La question des objets, considérés comme des « fétiches » et exposés dans les musées de cinéma, peut, par ailleurs, se poser sous différents angles, comme le démontre le cas du George Eastman Museum de Rochester (usa). Il est conçu d’abord comme un musée de la photographie fondé au cœur de la maison du grand industriel de Kodak, fabricant de pellicule et d’appareils. L’exposition permanente, qui montre une évolution chronologique des techniques de photographie et de cinéma aux États‑Unis, est associée à la découverte de la maison du riche industriel George Eastman. Construite au début des années 1900 au style architectural dit « colonial33 », la maison compte des attractions curieuses comme un orgue gigantesque ou les têtes d’animaux africains naturalisées agrémentant les murs et qui sont des trophées de chasse.

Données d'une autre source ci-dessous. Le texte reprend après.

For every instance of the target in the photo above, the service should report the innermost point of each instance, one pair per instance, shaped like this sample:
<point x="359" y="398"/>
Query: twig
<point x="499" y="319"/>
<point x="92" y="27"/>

L’association de ces « trophées » et attractions avec les objets de cinéma et/ou les appareils, évoque (involontairement sans doute de la part du musée) la tradition des cabinets de curiosités. Les appareils, comme les objets de cinéma, seraient des sources de fascination qui permettraient l’exposition, figée, de l’art du mouvement qu’est le cinéma.
Enfin, autre exposition permanente de cinéma, la Deutsch Kinematek à Berlin, met en avant une histoire plutôt nationale du cinéma dans une scénographie futuriste spectaculaire. Un immense couloir dédié aux robes portées par l’actrice Marlene Dietrich crée une atmosphère fétichiste puisque ces costumes sont associés au seul corps de la star. Ce surplus de robes, porté par des mannequins sous vitrine, devient lui‑même curieux puisqu’on a l’impression que le costume devient objet de culte34.
Ces premières expériences de l’exposition du cinéma et d’objets de cinéma révèlent un rapport de fascination envers ces collections, entretenu par les musées, notamment à travers leurs modes d’exposition. Malgré l’évolution des approches muséographiques et la reconnaissance des films et des objets de cinéma comme objets patrimoniaux, nous trouvons, aujourd’hui encore, les traces de cet héritage dans certaines expositions de cinéma.
Le Musée‑Château d’Annecy hérite également de ces traditions, mais comporte aussi ses spécificités. Son statut de musée pluridisciplinaire expliquerait que les approches muséographiques qui nourrissent ses expositions reflètent également l’expérience des conservateurs du musée dans leur valorisation de collections diverses et notamment des collections de Beaux‑Arts et d’Art contemporain. Ce sont les traces de ces approches que nous pouvons identifier dans l’exposition dédiée à l’œuvre de Jan et Eva Švankmajer en 2002.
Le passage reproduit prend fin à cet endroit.